Sutton has been in the psychiatric ward of Royal Jubilee Hospital in Victoria for the past month, the council said, suggesting it could take months before his case is reviewed.

“A young man, hurt and confused, walks into a hospital expecting help,” said Robert Phillips of the First Nations Summit Political Executive. “He is instantly racially profiled and is viewed as a homeless, intoxicated threat, not worthy of care and respect.”

The concerns were brought to the council on Tuesday, Phillips said in an phone interview.

Sutton’s “horrendous” treatment by hospital staff is “not unique in its prevalence and commonality,” he said.

Turpel-Lafond is investigating reports that doctors and emergency-room staff across the province played a game in which they would guess the blood-alcohol levels of Indigenous patients.

“It’s just another thing that adds to the storyline here,” said Phillips, “and we do believe it’s a crisis mode.”

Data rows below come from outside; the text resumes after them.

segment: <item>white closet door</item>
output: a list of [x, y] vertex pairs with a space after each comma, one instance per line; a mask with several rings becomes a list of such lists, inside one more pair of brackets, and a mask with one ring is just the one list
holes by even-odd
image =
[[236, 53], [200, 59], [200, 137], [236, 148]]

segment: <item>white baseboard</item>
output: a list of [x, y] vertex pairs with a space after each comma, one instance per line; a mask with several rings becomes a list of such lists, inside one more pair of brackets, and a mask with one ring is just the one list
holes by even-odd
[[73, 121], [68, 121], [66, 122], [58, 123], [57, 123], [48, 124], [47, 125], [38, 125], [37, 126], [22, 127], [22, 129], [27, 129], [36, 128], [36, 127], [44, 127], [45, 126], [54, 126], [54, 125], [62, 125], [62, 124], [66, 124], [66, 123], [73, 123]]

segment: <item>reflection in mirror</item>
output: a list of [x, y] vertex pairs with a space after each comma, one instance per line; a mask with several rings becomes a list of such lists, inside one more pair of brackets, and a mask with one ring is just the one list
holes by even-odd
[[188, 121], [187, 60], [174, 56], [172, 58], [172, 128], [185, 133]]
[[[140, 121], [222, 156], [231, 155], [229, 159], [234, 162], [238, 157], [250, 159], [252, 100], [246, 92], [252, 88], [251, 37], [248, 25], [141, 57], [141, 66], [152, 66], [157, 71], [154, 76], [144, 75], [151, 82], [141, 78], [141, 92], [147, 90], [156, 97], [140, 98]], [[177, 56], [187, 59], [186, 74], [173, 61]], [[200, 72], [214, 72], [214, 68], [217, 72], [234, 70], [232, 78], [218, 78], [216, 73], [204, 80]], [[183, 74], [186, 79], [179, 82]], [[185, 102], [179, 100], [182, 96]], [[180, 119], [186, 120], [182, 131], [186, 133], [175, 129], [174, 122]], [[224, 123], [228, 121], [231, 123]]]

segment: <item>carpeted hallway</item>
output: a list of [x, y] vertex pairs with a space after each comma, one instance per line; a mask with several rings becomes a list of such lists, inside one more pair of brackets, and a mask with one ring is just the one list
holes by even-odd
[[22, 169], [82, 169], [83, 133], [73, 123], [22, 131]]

Kathy MacNeil, president and CEO of Island Health, said the health authority has acknowledged systemic anti-indigenous racism occurs within its region.

“I want our patients and communities to know we are taking action, and our response is being led and guided by Indigenous leaders and communities to ensure our actions are meaningful,” MacNeil said in a statement.

On Wednesday, MacNeil and Dawn Thomas, the health authority’s executive lead for Indigenous health, met with Sutton’s mother.

“Dawn and I committed to follow up on her requests and concerns — both to support Connor’s health and care needs going forward and to take actions based on our learnings of their experience to date,” said MacNeil. “We will continue our conversations with Connor’s family, and with Indigenous leaders and communities, as we build out and implement further actions to address anti-indigenous racism.”

Regional Chief Terry Teegee of the B.C. Assembly of First Nations called on Turpel-Lafond to include the allegations about Sutton in her investigation.

In a statement, Turpel-Lafond said she is aware of the case of the young T’Sou-ke Nation member, which helped spur a protest on Tuesday at Victoria’s Royal Jubilee Hospital.

Turpel-Lafond said her team is reviewing the case and determining the facts as part of its investigation into Indigenous-specific discrimination in B.C. health care.

“We have had communication with both the family of this young man and legal counsel representing him,” she said. “Our foremost concern at this point is for the health, safety and well-being of this young man and his family.”

Allegations of anti-Indigenous racism in health-care facilities in B.C. have been condemned by Premier John Horgan and Health Minister Adrian Dix.

Phillips acknowledged the government’s swift action on the file and said he has faith that Turpel-Lafond will get to the bottom of it, but added that anti-Indigenous racism is “all over the place” — from policing to hospitals to corrections.

“What happened to these Indigenous patients and what happened to Connor is unacceptable and proof that the institutions and structures governing our society are still perpetuating colonial and racist values that oppress and damage Indigenous lives,” Phillips said.

Chief Don Tom, vice-president of the Union of B.C. Indian Chiefs, said for Sutton to be “held in the psych ward, with the immense physical, emotional, and mental trauma he is experiencing, and with there being no proper diagnosis of his condition, is cruel and appalling.”

The First Nations Leadership Council is calling on the relevant health authorities and service providers to end discriminatory conduct, and asking the Canadian Armed Forces to intervene when one of its own is affected by anti-Indigenous racism.

“He served his time in the military,” said Phillips. “We’re kind of surprised — usually if something happens like that, the military would be backing them up as much as possible.”